La Relazione, quindi, rileva che, in base a dati del monitoraggio ministeriale, tra gennaio 2024 e dicembre 2025, il numero delle persone coinvolte nell’erogazione dell’ADI è costituito da circa 2,2 milioni di individui (di cui 1,2 nel Sud e nelle isole) e che, grazie alle misure introdotte con la legge di bilancio per il 2025, l’assegno medio mensile dell’ADI è cresciuto dai 616 euro del 2024 ai 755 euro del 2025.
La Relazione osserva che, nel complesso, le misure assunte sia in materia di ADI sia in tema di Supporto per la Formazione e il Lavoro (SFL) (i cui beneficiari da settembre 2023 a dicembre 2025 risultano 228.307, con 7,4 mensilità percepite in media) comportano un miglioramento del reddito medio disponibile di oltre 1.300 euro annui a beneficio di un milione di famiglie (circa il 3,9 per cento delle famiglie residenti).
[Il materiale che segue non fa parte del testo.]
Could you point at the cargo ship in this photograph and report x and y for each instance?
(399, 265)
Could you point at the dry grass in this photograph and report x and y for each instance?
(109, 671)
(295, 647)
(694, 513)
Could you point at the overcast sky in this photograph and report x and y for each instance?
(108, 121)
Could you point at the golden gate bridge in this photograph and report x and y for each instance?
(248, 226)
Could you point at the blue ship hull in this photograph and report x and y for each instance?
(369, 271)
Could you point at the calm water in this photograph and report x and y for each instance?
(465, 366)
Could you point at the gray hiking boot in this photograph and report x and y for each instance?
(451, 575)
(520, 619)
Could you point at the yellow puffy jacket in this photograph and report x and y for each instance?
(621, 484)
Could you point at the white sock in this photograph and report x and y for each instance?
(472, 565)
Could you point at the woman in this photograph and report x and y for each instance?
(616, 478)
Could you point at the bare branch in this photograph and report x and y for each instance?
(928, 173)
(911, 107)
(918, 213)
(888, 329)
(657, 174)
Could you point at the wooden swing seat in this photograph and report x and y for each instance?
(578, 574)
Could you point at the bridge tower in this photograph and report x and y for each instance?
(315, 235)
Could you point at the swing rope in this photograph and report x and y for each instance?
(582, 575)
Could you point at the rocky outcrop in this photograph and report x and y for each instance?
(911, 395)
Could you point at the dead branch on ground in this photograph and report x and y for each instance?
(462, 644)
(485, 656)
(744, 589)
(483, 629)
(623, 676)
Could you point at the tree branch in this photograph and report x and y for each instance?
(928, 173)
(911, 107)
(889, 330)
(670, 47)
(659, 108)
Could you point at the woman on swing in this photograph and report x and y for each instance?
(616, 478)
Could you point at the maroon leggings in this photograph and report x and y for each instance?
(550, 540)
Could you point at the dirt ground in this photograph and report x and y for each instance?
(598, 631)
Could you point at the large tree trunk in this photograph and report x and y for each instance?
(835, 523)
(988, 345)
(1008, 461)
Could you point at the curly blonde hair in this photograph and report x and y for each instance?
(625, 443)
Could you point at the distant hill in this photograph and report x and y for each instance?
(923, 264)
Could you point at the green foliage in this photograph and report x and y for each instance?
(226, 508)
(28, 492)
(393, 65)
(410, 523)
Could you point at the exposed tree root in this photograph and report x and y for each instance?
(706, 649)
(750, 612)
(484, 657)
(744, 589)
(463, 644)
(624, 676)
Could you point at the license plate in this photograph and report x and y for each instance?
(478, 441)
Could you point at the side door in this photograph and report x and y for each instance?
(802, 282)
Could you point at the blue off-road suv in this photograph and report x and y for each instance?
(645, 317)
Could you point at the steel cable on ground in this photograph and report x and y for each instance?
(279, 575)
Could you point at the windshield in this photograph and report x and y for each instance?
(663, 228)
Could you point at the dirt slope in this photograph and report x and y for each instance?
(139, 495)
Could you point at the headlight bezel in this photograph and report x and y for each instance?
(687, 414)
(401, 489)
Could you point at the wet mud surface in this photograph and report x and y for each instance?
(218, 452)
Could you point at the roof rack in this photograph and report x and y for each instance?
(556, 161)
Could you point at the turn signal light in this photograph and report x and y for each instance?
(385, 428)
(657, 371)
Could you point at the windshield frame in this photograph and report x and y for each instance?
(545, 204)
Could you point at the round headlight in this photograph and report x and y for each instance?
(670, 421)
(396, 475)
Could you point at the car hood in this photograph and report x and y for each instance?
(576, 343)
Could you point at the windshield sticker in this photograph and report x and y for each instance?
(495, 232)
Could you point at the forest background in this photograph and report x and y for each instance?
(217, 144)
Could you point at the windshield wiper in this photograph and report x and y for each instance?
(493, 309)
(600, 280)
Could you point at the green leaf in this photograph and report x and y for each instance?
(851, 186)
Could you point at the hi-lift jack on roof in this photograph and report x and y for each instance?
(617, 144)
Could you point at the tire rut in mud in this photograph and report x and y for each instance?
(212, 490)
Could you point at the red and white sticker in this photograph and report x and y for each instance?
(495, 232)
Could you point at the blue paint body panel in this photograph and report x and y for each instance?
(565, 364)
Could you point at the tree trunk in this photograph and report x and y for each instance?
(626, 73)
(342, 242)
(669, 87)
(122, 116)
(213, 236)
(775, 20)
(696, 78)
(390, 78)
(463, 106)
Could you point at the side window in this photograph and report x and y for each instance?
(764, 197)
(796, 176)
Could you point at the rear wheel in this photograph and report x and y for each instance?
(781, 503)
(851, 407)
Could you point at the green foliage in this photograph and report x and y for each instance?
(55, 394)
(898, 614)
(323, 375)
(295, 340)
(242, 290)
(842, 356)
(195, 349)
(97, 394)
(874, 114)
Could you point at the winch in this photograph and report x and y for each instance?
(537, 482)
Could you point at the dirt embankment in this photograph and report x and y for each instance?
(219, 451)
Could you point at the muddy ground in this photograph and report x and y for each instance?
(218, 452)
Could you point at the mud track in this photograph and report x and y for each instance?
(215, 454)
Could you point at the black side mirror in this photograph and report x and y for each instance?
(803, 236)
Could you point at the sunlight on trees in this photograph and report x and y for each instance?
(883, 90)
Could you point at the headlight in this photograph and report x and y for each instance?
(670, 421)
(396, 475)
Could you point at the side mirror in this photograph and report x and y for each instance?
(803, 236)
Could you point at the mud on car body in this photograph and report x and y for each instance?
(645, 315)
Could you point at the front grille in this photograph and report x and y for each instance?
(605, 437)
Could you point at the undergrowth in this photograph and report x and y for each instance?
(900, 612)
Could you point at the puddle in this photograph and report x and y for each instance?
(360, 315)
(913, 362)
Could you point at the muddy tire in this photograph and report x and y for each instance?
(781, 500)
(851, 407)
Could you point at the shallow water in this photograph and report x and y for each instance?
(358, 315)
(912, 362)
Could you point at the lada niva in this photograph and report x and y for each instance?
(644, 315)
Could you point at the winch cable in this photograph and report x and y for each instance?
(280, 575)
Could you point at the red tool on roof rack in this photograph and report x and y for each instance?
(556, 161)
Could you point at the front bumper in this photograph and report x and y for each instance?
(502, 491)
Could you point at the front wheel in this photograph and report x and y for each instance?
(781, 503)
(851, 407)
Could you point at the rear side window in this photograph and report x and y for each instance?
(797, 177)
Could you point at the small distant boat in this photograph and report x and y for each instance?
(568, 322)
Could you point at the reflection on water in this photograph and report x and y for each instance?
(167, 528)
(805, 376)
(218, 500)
Segnala infine che il Documento in esame conferma il precedente elenco, definito nel Documento programmatico di finanza pubblica dell’ottobre 2025, dei disegni di legge da considerare come collegati alla manovra di bilancio; nell’ambito di tale elenco, si ricorda – tralasciando i disegni di legge già presentati alle Camere o comunque già varati dal Consiglio dei ministri – la previsione di collegati recanti: interventi in materia di disciplina pensionistica; misure a sostegno delle politiche per il lavoro e delle politiche sociali; interventi a favore delle politiche di contrasto della povertà; misure per il sostegno alle famiglie numerose.
Tiziana NISINI, presidente, nessun altro chiedendo di intervenire, rinvia il seguito dell’esame ad altra seduta.
La seduta termina alle 13.55.
AUDIZIONI INFORMALI
Martedì 28 aprile 2026. — Presidenza della vicepresidente della VII Commissione, Valentina GRIPPO.
Audizione informale, nell’ambito dell’esame delle proposte di legge C. 1271 Ghirra, C. 1349 Amato, C. 1549 Manzi, C. 2716 Iacono e C. 2771, approvata in un testo unificato dal Senato, recanti Istituzione del profilo professionale dell’assistente per l’autonomia e la comunicazione personale degli alunni con disabilità, di:
Valerio Serino, responsabile dell’Ufficio politiche per il lavoro e inclusione delle persone con disabilità – Confederazione generale italiana del lavoro (CGIL) nazionale;
Mirella Novelli e Roberto Garofani, rispettivamente funzionaria dell’Unione italiana del lavoro (UIL) e Segretario nazionale dell’Unione italiana lavoratori scuola ricerca università, alta formazione musicale e coreutica (UIL Scuola RUA);
Giacomo Gresta, componente dell’esecutivo nazionale dell’Unione sindacale di base (USB) lavoro privato;
Moira Aloisio, componente del Coordinamento nazionale della Confederazione unitaria di base – Scuola università e ricerca (CUB SUR);
Sabrina Boarelli, esperta di politiche dell’inclusione della Confederazione italiana sindacati lavoratori scuola (CISL Scuola), in videoconferenza;
Ornella Cuzzupi, segretario generale della Federazione nazionale unione generale del lavoro (UGL) istruzione, in videoconferenza.
L’audizione informale è stata svolta dalle 12 alle 13.10.